Venir au vent (IV) par Laurent Margantin
AU CONFLUENT
II
c'est un fleuve de terre qui coule aujourd'hui à Pontoise fleuve de terre et d'herbes arrachées aux berges lavées par les coups de bêche du courant la Seine a monté, et l'Oise
et par ce mauvais temps je vois
les images de musée reprendre vie et souffle,
un cheval sur un chemin de halage,
un homme à ses côtés,
le fleuve et ses rives sont labourés
par ces fantômes venus peut-être des affluents
où ils s'étaient réfugiés pendant de longues années,
car Oise
qui connaît toutes tes boucles
et tes origines sinueuses, qui connaît
tes centaines de kilomètres de sentiers fluides
sous les saules penchés
et ce qui s'y cache comme monde d'épaves
et de revenants,
affluent secret, Oise,
qui te connaît,
vous voilà de nouveau,
vieilles bêtes du fleuve,
toujours labourant les eaux
à contre-courant du temps,
remontant tirés par de solides carnes
les eaux du passé,
le fleuve, le fleuve de terre et d'herbes arrachées,
n'a jamais cessé d'être parcouru
par ses fantômes,
et je me souviens en effet mon père nous emmenait pas loin d'ici au musée de la marine et nous racontait ces histoires de halage qu'avait bien connues son propre père et son grand-père tu peux trouver des images de cela dans les livres
ici, sur les berges,
passe et repasse la lumière du matin et du soir,
allant d'une rive à l'autre,
et toi-même,
va, reviens,
marche ici et vole avec l'oiseau
égaré loin des côtes
et qui pourtant connaît le chemin,
reviens à ces pistes que tu connais bien
et tâche d'en ouvrir de nouvelles
aussi fraîches et claires que cette lumière
qui danse entre hier et aujourd'hui,
visages, je vous vois,
un coup d'aile vous emporte au-dessus des eaux
et vous restez quelques instants
connus, inconnus,
la bouche ouverte et sans parler,
regardant le jour qui s'en va
et la lumière qui revient toujours
passant d'une rive à l'autre,
la mouette laisse échapper quelques cris,
et le courant voudrait mugir comme la mer,
marins en aval, vous êtes aussi de ce monde
du grand flux,
et de vos rives océaniques
elles-mêmes portées vers ailleurs
vous avez laissé venir cet oiseau
pour qu'il éclaire les lieux d'un horizon plus large
vers lequel nous descendons,
c'est Jean dit « Jean-la-péniche » salut Jeannot
face rouge,
voix brisée par la vinasse et le clope,
connu de tous,
toujours matinal,
et le coude se lève déjà,
mon carnet de bord je l'ai gardé bien précieusement je le relis les 27 octobre parcourant de mémoire tes fleuves la péniche je l'ai aménagée mes enfants sont grands à présent moi et ma femme vivons dessus on partirait bien encore d'écluse en écluse
Laurent Margantin est un
auteur et traducteur vivant à la Réunion.
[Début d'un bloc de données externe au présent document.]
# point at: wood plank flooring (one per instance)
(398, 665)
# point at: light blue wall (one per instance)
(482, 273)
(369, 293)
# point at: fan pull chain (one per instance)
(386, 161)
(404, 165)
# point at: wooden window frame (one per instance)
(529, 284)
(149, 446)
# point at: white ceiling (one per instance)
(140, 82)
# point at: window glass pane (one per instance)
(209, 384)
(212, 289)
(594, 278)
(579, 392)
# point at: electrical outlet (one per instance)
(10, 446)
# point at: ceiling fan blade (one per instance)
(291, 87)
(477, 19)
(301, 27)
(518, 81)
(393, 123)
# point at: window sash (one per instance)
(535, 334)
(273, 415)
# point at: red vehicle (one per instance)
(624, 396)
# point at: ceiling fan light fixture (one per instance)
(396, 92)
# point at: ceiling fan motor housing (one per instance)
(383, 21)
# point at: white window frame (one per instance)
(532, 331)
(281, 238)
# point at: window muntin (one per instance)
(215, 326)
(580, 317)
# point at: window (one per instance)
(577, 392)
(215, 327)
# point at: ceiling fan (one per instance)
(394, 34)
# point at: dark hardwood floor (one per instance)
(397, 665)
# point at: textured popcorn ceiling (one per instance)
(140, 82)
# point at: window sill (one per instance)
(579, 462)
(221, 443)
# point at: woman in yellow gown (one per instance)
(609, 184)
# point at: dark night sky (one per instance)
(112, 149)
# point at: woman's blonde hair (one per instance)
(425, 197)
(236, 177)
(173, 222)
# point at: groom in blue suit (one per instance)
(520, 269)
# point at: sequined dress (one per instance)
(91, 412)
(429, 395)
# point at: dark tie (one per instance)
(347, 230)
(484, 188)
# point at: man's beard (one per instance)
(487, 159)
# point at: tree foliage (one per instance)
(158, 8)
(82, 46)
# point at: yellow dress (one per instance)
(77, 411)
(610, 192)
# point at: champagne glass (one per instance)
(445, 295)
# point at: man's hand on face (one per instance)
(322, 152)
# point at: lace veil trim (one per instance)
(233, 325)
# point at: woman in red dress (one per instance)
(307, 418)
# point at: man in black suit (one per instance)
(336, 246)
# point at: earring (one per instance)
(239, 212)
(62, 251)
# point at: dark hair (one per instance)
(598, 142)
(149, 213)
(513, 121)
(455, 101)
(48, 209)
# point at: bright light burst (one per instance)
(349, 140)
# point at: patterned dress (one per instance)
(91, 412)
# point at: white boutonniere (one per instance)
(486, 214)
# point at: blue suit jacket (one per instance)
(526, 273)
Il a publié plusieurs récits (Aux
îles Kerguelen, Le Chenil, Roman national) aux éditions
Œuvres ouvertes et des poèmes dans plusieurs revues. Il travaille depuis
plusieurs années à une édition critique du Journal de Kafka accessible en ligne
(www.journalkafka.com). Dernière publication : Les Carnets du nouveau jour /3
(éditions Œuvres ouvertes
Libellés : Invité du Silo, Laurent Margantin, Poésie, Venir au vent
2 Comments:
merci de nous le donner à lire
Chère Brigitte, c'est aussi un plaisir de lecture pour moi !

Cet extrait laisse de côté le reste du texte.